Residents in Palisades Bowl were awakened to a fire Tuesday night. A homeless couple is believed to have set a fire in the park’s fire pit and then intentionally fanned the flames with chemicals from the pool house.
According to a report sent to Circling the News Thursday morning, “Residents who saw the 8-ft. high flames that were close to the clubhouse called security, police and the fire department.” The person said the couple were passed out on top of a table and were arrested once the police arrived and the fire extinguished.
The Bowl is one of three low-to-moderate income areas in the Palisades and the fire could have destroyed 176 affordable units. Just south is Tahitian Terrace, which also provides 156 units of affordable housing.
The two mobile home sites are located just north of Temescal Canyon across PCH from Will Rogers Beach. They back up to the Asilomar Bluffs and with a wind, the fire would have gone straight up the bluffs to the homes along Asilomar.
A Palisades Bowl resident Jon Brown told a CBS2 News reporter, “These houses are so close together. The way that they’re built is different, so one of these houses catches on fire and we’re looking at devastation here.”
Pacific Palisades, framed by mountains on one side and the ocean on another, has some of the highest real estate prices in California. But, thanks to the two mobile home parks and Casa Gateway, at the base of the Highlands, retirees, artists and teachers can afford to live here, too.
The people living in the Bowl have had to fight to keep their homes. Periodically, owners or developers see the beauty of living across from the beach, and try to find ways to maximize their income, which means taking out the units and replacing them.

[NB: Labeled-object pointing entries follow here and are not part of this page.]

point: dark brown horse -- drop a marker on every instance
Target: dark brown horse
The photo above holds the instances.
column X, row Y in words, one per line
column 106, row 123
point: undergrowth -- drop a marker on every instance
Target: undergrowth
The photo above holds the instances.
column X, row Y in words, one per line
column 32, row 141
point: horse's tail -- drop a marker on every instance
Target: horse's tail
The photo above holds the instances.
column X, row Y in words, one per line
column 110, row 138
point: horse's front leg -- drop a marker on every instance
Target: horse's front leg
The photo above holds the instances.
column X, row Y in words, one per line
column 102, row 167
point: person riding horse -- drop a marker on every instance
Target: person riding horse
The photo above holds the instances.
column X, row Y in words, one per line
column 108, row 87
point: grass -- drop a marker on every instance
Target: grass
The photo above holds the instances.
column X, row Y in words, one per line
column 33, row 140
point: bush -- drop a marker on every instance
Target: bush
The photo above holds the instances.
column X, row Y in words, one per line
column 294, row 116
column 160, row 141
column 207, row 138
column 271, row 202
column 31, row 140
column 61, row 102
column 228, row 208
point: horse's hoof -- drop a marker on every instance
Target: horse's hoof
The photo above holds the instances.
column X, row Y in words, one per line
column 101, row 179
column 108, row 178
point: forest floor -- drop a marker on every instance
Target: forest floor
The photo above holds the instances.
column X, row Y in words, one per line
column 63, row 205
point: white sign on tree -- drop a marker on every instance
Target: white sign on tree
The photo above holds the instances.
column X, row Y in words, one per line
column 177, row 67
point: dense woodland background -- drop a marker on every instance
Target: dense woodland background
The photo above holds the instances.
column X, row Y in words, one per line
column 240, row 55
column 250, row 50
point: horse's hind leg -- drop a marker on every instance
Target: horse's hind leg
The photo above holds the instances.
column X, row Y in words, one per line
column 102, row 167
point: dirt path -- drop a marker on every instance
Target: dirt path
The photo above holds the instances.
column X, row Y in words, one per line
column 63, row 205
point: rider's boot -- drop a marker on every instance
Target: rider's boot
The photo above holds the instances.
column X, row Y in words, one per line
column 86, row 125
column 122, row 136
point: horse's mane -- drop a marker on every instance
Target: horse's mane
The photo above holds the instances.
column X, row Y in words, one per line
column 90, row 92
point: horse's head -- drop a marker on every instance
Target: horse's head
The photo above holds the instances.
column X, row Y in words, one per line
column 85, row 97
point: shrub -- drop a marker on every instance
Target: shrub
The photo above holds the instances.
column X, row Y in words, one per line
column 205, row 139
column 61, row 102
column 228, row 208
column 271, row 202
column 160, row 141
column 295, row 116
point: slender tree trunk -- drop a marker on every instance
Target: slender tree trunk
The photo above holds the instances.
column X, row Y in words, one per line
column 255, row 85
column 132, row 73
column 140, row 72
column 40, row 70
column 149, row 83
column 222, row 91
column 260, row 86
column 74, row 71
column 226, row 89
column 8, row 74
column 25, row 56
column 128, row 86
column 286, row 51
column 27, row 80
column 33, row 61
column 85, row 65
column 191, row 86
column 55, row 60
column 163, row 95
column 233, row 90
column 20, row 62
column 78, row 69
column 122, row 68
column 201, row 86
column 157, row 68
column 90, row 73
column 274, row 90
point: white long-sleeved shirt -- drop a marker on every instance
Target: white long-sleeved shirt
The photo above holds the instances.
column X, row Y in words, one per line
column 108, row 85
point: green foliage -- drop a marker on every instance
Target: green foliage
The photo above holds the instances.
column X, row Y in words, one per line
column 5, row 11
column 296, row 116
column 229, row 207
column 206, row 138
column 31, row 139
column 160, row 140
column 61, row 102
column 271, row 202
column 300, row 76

In an earlier CTN story, it was noted that Eddie Biggs, the owner of the Bowl, was sued by residents, when he tried to convert the mobile home court into condo conversions. We wrote that Biggs , “conceded during his testimony that he made multiple misrepresentations to his former residents and made misrepresentations in order to get them to remove their homes so that he could build a new, luxurious Pacific Palisades Resort Homes development in Pacific Palisades and reap revenues of $170 million,” attorney Brown wrote in a summary on behalf of the plaintiffs. “His plans for the new resort community included replacing older homes and residents with mostly two-story luxury cottages valued at $1 million each in the 170-home community.”
A court ruling in August 2010 said that the Mello Act, enacted in 1981, should keep the Bowl as it was envisioned—to preserve availability of low-income housing in the coastal Zone.
The land is owned by a private owner, the residents own their homes and pay rent on the land, which is under rent-control. The Board of Rent Stabilization determines, annually, if there is to be a rent increase, which is generally about three percent, keeping it affordable.
The CBS News report said that “According to a recent investigation, 54% of the fires the Los Angeles Fire Department responds to are started by people experiencing homelessness.”
The irony is that this homeless fire could have put nearly 300 people in the adjoining mobile home parks on the street, too.
Circling the News contacted Palisades Temporary Senior Lead Officer Brian Espin and West L.A. Division Captain Jonathan Tom to find out if the couple starting the fire were arrested, and if they were released or being held on bail.
Espin responded in a June 18 email, “Officers advised suspects of trespassing and after discussing with LAFD, determined it was not arson. Suspects were question and released. No arrests were made.”